Unfortunately, I still feel that the Macro Editor tab is somewhat redundant when all functions are accessible through clicking individual buttons via the Buttons tab, but the many options made available to users distracts from this.
Patriot has a tendency to separate its software with the intention of giving users a lightweight experience that doesn’t bog them down with too many unnecessary options. The problem with this, however, is that users of multiple Patriot peripherals find themselves downloading multiple pieces of software for each.
I did later find out that the “Viper V570 Software” works the same as the “Viper Mouse Software,” allowing me to use the V560 mouse with either. This meant that I’d not only cluttered my PC with duplicate software, but that each were seemingly hidden between various titles. I would have much rather have seen a unified software to avoid this confusion.
Ultimately, the Viper V560 is a repackaged Sentey Revolution Pro mouse through and through. Since I have no experience with the original device, my thoughts are regarding my time with the V560 on its own merit.
The Viper V560’s RGB lighting is less customisable than its big brother, instead tying the colours into profiles. All zones are unified, meaning that no one zone can change colour without them all following suit.
Considering the price point of the mouse, it is difficult to complain about as it offers 64 colours that are all relatively vibrant. That being said, the lighting zones are small and almost unnoticeable while the device is in use.
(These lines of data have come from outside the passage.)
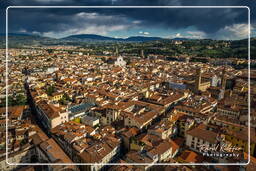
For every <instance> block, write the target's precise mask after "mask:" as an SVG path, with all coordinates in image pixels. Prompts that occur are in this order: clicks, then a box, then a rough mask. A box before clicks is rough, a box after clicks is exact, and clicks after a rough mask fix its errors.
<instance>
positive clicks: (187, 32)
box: [186, 31, 207, 39]
mask: <svg viewBox="0 0 256 171" xmlns="http://www.w3.org/2000/svg"><path fill="white" fill-rule="evenodd" d="M186 33H187V34H188V35H187V36H186V37H187V38H190V39H204V38H206V37H207V36H206V33H205V32H202V31H187V32H186Z"/></svg>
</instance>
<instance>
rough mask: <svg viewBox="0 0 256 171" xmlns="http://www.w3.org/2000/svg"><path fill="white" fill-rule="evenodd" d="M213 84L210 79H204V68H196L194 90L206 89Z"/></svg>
mask: <svg viewBox="0 0 256 171" xmlns="http://www.w3.org/2000/svg"><path fill="white" fill-rule="evenodd" d="M210 86H211V82H210V81H205V82H203V81H202V70H201V68H197V69H196V79H195V84H194V91H195V92H196V93H198V92H200V91H206V89H207V88H209V87H210Z"/></svg>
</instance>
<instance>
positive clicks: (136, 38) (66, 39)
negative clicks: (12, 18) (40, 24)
mask: <svg viewBox="0 0 256 171" xmlns="http://www.w3.org/2000/svg"><path fill="white" fill-rule="evenodd" d="M8 36H9V37H10V38H12V37H24V38H25V37H27V38H37V39H38V38H44V39H55V38H49V37H43V36H39V35H32V34H24V33H9V34H8ZM0 37H5V34H3V33H0ZM164 39H166V40H188V39H187V38H174V39H167V38H161V37H149V36H131V37H128V38H113V37H107V36H101V35H96V34H77V35H71V36H67V37H64V38H60V39H55V40H60V41H63V40H64V41H81V42H87V41H90V42H91V41H124V42H146V41H155V40H164Z"/></svg>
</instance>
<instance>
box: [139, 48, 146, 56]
mask: <svg viewBox="0 0 256 171" xmlns="http://www.w3.org/2000/svg"><path fill="white" fill-rule="evenodd" d="M140 56H141V58H145V55H144V50H143V49H141V51H140Z"/></svg>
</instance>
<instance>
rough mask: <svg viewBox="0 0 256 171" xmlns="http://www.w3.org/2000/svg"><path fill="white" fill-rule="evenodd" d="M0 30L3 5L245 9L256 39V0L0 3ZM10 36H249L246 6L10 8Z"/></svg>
mask: <svg viewBox="0 0 256 171" xmlns="http://www.w3.org/2000/svg"><path fill="white" fill-rule="evenodd" d="M0 5H1V8H0V21H3V22H1V27H0V32H1V33H4V32H5V9H6V7H8V6H20V5H23V6H24V5H35V6H42V5H44V6H49V5H50V6H53V5H62V6H66V5H72V6H80V5H83V6H92V5H106V6H108V5H114V6H120V5H123V6H127V5H130V6H135V5H138V6H141V5H147V6H152V5H154V6H160V5H161V6H162V5H165V6H166V5H169V6H191V5H193V6H200V5H203V6H220V5H222V6H248V7H250V9H251V33H252V36H256V32H255V30H256V14H255V12H256V1H251V0H196V1H191V0H87V1H86V0H0ZM8 14H9V18H8V21H9V32H14V33H28V34H36V35H42V36H47V37H55V38H61V37H65V36H69V35H73V34H99V35H104V36H111V37H123V38H124V37H129V36H138V35H141V36H159V37H165V38H174V37H186V38H196V39H197V38H212V39H243V38H246V37H247V35H248V9H247V8H157V9H156V8H125V9H124V8H115V9H113V8H111V9H110V8H108V9H106V8H104V9H102V8H101V9H100V8H90V9H88V8H72V9H70V8H50V9H46V8H44V9H40V8H34V9H31V8H10V9H9V10H8Z"/></svg>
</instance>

The V560 was less comfortable than I’d originally hoped for, with the pinky rest proving a little too drastic in curvature for my palm grip style. The option to interchange to the sectioned side grip was handy in helping with this problem, but did not avoid the discomfort entirely.
Each button on the V560 feels incredibly sturdy, with the back and forward buttons particularly satisfying to push. The scroll wheel houses two extra buttons by tilting it either right or left, which happened to prove useful on a number of occasions. The DPI switch can be a little awkward to reach when in stressful situations, but would more often than not be adjusted outside of game anyway.
Patriot has impressed me once again with its ceramic foot pads on the underside of the mouse, allowing for the device to easily glide along the mouse pad with little to no resistance. This will be more apparent on hard surfaces than cloth, resulting in a slightly lower DPI to compensate for the extra arm movement. I’d even go as far as to say that these help reduce the wear and tear of mouse pads over time, but this would require a much longer testing period.
The Avago ADNS9800 sensor was a delight to use, proving that there is still a place for laser sensors over optical in the gaming world. The upper cap of 8,200 DPI is still above and beyond what I would use day-to-day, with my average sitting between 1,250 DPI, which is actually the Viper V560’s default. When in-game, cloth mouse pads wouldn’t require any change from the standard, but I found myself dropping to 950 DPI when continuing to use a harder surface. It is highly recommended that users disable acceleration to counter the initial over-sensitivity, anyway, as laser sensors tend to never miss a beat.